If you are curious, Berlin is a German coffee house situated in Delhi’s Connaught Place in Atul Sabharwal’s meditative spy-thriller of the same name. The film revolves around the interrogation of a deaf-mute suspect Ashok (Ishwak Singh) by a sign-language expert Pushkin Verma (Aparshakti Khurana) at the behest of an intimidating intelligence officer Sondhi (Rahul Bose). For Atul, the idea for the film lit up at a Mumbai cafe, a Lokhandwala joint employing deaf-mute staff and a place where a film gets pitched at every other table.
“One of the waiters there was quite a chirpy fellow,” he says. “He tried to make conversation with you without caring if you knew sign language or not.” The eagerness of this attendant gave birth to Ashok.
“I started thinking, what if one of these waiters was a person wanting to enter the film industry?” The setting remained the same but its characteristics changed. In the film, Berlin is not an innocuous cafe filled with film industry aspirants.
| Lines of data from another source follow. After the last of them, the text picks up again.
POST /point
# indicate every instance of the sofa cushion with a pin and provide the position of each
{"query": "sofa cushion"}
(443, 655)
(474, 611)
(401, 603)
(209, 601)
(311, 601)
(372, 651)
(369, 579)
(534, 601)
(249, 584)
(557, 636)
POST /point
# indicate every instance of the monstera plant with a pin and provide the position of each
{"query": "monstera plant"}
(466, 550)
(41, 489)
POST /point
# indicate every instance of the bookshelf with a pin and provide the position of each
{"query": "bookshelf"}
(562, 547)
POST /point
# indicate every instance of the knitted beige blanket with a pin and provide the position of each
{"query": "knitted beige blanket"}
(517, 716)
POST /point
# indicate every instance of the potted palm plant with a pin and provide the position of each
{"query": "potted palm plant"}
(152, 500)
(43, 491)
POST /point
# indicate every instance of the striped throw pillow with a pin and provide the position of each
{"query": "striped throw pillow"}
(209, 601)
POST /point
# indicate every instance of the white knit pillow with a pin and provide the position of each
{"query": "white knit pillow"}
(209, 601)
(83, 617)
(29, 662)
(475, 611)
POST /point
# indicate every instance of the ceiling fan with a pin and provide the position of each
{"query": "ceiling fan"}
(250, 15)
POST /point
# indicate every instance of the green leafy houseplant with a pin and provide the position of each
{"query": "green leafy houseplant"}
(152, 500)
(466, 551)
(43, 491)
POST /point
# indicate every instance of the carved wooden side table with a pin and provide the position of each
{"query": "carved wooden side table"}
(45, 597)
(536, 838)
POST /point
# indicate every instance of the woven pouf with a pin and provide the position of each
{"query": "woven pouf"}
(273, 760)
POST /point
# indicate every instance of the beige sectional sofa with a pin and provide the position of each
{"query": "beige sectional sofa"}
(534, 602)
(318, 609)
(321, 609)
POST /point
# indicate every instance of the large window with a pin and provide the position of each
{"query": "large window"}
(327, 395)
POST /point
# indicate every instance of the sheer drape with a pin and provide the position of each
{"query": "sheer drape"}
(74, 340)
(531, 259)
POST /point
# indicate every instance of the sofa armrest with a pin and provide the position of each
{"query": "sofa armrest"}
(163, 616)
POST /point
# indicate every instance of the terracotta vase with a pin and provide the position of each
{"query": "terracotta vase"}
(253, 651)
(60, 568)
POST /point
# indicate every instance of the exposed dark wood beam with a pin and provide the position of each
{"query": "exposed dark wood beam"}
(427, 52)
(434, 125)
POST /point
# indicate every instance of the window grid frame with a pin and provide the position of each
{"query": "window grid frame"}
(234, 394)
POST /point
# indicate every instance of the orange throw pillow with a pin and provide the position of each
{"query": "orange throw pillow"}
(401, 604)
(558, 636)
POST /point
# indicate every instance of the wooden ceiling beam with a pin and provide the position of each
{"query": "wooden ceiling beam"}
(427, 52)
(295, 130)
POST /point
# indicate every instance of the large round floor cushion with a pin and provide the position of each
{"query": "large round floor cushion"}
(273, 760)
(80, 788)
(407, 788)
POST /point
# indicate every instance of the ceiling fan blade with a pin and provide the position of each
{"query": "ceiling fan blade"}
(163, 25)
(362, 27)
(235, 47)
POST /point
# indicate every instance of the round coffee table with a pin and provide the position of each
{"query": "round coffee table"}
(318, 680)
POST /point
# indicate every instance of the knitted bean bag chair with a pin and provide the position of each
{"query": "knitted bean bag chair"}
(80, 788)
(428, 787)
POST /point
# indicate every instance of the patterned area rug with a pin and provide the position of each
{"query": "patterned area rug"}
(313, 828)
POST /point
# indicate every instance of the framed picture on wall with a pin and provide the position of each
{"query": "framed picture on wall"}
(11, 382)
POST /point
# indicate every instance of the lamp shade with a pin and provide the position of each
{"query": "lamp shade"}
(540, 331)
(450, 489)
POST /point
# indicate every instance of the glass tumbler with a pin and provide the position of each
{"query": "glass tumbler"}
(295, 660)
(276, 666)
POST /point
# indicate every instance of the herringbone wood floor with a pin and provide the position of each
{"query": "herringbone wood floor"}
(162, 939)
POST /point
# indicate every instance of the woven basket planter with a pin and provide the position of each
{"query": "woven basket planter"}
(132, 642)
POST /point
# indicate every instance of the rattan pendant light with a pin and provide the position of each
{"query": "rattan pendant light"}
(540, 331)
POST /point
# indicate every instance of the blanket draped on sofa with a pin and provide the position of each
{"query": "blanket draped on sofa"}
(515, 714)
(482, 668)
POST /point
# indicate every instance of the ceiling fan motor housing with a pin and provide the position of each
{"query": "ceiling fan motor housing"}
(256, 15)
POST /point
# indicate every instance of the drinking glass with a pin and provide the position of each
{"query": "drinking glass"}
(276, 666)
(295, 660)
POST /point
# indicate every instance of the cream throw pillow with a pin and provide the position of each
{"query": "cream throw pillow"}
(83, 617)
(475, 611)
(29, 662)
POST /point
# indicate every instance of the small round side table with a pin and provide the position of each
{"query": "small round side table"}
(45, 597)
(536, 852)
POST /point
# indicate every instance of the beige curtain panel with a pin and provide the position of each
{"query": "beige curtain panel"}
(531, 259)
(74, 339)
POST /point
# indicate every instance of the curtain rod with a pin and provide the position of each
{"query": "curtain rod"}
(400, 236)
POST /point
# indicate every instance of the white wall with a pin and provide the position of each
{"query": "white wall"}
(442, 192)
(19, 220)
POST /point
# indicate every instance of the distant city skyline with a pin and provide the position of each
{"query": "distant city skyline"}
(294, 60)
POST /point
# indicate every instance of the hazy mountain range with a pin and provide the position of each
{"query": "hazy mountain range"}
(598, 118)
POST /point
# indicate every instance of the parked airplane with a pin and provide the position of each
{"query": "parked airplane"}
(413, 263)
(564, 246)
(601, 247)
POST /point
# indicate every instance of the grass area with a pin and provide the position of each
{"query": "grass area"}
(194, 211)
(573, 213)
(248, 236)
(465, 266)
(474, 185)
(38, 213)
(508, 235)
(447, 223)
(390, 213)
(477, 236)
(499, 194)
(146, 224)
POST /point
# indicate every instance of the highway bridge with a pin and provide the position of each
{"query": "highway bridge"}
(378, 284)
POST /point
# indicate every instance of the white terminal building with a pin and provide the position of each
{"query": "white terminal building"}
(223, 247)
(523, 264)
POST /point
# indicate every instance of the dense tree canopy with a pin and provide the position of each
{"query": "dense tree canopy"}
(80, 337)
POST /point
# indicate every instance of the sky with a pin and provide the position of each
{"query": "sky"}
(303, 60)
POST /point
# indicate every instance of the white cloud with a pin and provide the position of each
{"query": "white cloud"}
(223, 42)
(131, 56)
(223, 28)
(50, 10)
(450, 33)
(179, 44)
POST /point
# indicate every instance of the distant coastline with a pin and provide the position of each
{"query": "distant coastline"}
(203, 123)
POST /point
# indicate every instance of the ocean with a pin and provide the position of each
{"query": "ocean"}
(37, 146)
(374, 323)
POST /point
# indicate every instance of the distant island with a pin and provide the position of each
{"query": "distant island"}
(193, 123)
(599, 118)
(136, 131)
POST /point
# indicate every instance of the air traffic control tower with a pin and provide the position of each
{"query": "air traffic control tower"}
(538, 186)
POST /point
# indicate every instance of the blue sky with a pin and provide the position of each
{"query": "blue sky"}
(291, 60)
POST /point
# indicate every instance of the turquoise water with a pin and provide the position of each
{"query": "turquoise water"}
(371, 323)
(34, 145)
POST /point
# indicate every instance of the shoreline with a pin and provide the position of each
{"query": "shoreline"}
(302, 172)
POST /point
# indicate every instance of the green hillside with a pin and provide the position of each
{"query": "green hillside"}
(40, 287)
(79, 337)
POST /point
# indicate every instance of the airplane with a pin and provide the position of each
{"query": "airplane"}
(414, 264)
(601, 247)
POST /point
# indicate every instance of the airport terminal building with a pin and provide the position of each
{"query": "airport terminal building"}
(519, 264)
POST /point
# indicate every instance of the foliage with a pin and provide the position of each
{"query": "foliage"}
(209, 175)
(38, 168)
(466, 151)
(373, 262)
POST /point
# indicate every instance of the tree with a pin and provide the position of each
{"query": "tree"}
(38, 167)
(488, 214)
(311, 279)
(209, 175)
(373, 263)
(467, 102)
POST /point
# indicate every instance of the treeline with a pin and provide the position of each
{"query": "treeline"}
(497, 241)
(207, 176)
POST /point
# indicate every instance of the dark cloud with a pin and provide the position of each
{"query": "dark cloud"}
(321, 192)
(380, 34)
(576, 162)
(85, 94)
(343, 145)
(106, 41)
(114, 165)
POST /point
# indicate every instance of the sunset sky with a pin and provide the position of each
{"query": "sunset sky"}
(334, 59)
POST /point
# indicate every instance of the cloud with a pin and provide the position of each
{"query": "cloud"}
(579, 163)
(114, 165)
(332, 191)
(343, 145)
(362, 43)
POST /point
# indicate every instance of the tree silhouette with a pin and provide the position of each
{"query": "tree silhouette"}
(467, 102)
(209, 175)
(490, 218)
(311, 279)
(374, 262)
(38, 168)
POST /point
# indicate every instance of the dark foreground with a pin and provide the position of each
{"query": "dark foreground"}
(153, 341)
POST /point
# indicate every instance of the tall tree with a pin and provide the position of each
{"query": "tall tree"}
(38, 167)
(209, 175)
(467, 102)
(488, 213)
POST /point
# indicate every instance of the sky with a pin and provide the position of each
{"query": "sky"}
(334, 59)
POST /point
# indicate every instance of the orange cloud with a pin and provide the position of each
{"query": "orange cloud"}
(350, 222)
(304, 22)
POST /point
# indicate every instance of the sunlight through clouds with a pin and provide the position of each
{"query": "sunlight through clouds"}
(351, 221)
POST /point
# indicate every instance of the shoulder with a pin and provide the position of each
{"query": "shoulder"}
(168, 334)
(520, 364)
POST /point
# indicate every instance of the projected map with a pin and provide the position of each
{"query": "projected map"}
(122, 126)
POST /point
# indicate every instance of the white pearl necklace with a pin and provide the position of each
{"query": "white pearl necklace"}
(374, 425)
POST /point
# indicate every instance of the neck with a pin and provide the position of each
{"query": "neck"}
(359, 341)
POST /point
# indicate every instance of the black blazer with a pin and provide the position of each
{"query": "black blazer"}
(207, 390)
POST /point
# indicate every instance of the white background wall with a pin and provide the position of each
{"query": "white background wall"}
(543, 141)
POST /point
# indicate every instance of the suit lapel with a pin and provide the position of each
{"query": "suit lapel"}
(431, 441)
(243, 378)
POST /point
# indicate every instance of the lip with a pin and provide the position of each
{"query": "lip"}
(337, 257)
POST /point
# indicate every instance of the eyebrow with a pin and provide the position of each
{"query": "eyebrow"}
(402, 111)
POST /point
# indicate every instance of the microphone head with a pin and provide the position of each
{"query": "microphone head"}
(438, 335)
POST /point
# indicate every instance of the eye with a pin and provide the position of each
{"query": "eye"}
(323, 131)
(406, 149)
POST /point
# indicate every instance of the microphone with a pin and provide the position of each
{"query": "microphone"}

It is a hole-in-the-wall establishment where intelligence officers across agencies trade secrets with deaf-mute servers being the ‘walls’ between tables.
One of these attendants is Ashok, who, intrigued by this world of spies, tries to uncover a secret and ultimately gets too close to the sun. The film sprouted from Atul’s short-story , told from the deaf-mute waiter’s perspective. “A film from Ashok’s POV would have to be a silent one.
The short story was thus unfilmable,” he s.